If a lightwave travels from points A to B, do you not agree that the phase of the light at B differs from the phase it had at A? And that the phase shift in moving from A to B can be expressed by the number of wavelengths contained in the distance between A and B? For example, if the distance A-to-B is 1/2 lambda, when the light reaches B it is exactly 180 degrees out of phase compared to its phase when at A?

Let me know if this makes sense so far.
 

1. What is the purpose of using a plastic covering on one slit in a double slit experiment?

The purpose of using a plastic covering on one slit in a double slit experiment is to block or reduce the amount of light passing through that particular slit. This allows for the experiment to be conducted with only one slit open, providing a clearer and more precise pattern for analysis.

2. How does the plastic covering affect the interference pattern in a double slit experiment?

The plastic covering on one slit in a double slit experiment causes a decrease in the intensity of the light passing through that specific slit.

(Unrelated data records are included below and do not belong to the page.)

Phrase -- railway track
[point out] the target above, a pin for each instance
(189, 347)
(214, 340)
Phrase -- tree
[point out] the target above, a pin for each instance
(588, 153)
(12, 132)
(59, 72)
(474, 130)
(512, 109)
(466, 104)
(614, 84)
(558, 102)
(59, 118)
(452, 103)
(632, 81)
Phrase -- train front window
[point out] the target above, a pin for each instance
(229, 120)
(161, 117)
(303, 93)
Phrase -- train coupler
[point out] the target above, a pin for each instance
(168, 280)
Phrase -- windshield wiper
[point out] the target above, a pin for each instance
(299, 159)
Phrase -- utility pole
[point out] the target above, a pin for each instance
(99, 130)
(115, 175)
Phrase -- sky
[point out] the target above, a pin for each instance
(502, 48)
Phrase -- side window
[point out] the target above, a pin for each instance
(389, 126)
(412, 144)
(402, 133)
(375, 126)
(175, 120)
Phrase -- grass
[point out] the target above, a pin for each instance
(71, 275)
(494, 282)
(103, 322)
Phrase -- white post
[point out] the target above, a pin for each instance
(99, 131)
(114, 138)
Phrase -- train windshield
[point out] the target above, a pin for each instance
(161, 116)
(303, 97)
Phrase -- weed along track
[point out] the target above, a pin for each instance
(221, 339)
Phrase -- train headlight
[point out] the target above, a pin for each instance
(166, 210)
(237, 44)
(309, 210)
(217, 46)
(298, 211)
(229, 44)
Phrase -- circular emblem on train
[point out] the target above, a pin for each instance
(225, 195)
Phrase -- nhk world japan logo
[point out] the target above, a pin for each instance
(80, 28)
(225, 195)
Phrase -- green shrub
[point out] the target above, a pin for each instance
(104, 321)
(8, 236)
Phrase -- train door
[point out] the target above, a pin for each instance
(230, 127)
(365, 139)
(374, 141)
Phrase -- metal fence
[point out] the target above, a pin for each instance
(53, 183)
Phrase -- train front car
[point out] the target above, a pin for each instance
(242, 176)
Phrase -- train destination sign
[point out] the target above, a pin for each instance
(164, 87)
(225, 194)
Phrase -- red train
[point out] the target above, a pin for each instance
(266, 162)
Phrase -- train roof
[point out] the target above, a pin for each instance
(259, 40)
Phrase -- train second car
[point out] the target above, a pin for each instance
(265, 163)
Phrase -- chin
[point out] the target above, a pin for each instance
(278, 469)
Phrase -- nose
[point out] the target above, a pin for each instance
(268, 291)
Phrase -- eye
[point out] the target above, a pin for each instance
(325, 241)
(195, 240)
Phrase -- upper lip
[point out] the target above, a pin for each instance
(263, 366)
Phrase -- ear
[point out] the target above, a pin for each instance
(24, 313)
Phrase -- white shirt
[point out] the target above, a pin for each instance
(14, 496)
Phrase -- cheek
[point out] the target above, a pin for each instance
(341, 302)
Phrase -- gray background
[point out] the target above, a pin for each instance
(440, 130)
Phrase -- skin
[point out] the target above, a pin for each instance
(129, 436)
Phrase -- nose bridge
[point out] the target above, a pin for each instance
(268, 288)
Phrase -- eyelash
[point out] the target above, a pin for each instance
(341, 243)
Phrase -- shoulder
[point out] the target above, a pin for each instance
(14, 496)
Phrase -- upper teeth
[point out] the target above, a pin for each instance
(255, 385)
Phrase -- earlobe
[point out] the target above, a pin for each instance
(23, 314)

This results in a decrease in the overall visibility of the interference pattern, making it easier to observe and analyze the pattern without any overlapping or confusing patterns.

3. Can the plastic covering be placed on either slit in a double slit experiment?

Yes, the plastic covering can be placed on either slit in a double slit experiment. However, it is important to note that the placement of the plastic covering will affect the interference pattern and the results of the experiment. It is recommended to place the covering on the slit with the highest intensity of light passing through it.

4. How does the thickness of the plastic covering impact the results of a double slit experiment?

The thickness of the plastic covering plays a critical role in the results of a double slit experiment. Thicker coverings will block more light, resulting in a decrease in the overall intensity of the interference pattern. This can make it easier to observe and analyze the pattern. However, if the covering is too thick, it may completely block the light and result in no interference pattern at all.

5. Can the plastic covering be replaced with another material in a double slit experiment?

Yes, the plastic covering can be replaced with another material in a double slit experiment. However, it is important to ensure that the material used has similar properties to the plastic covering and does not significantly alter the amount of light passing through the slit. This is important in maintaining the integrity and accuracy of the experiment's results.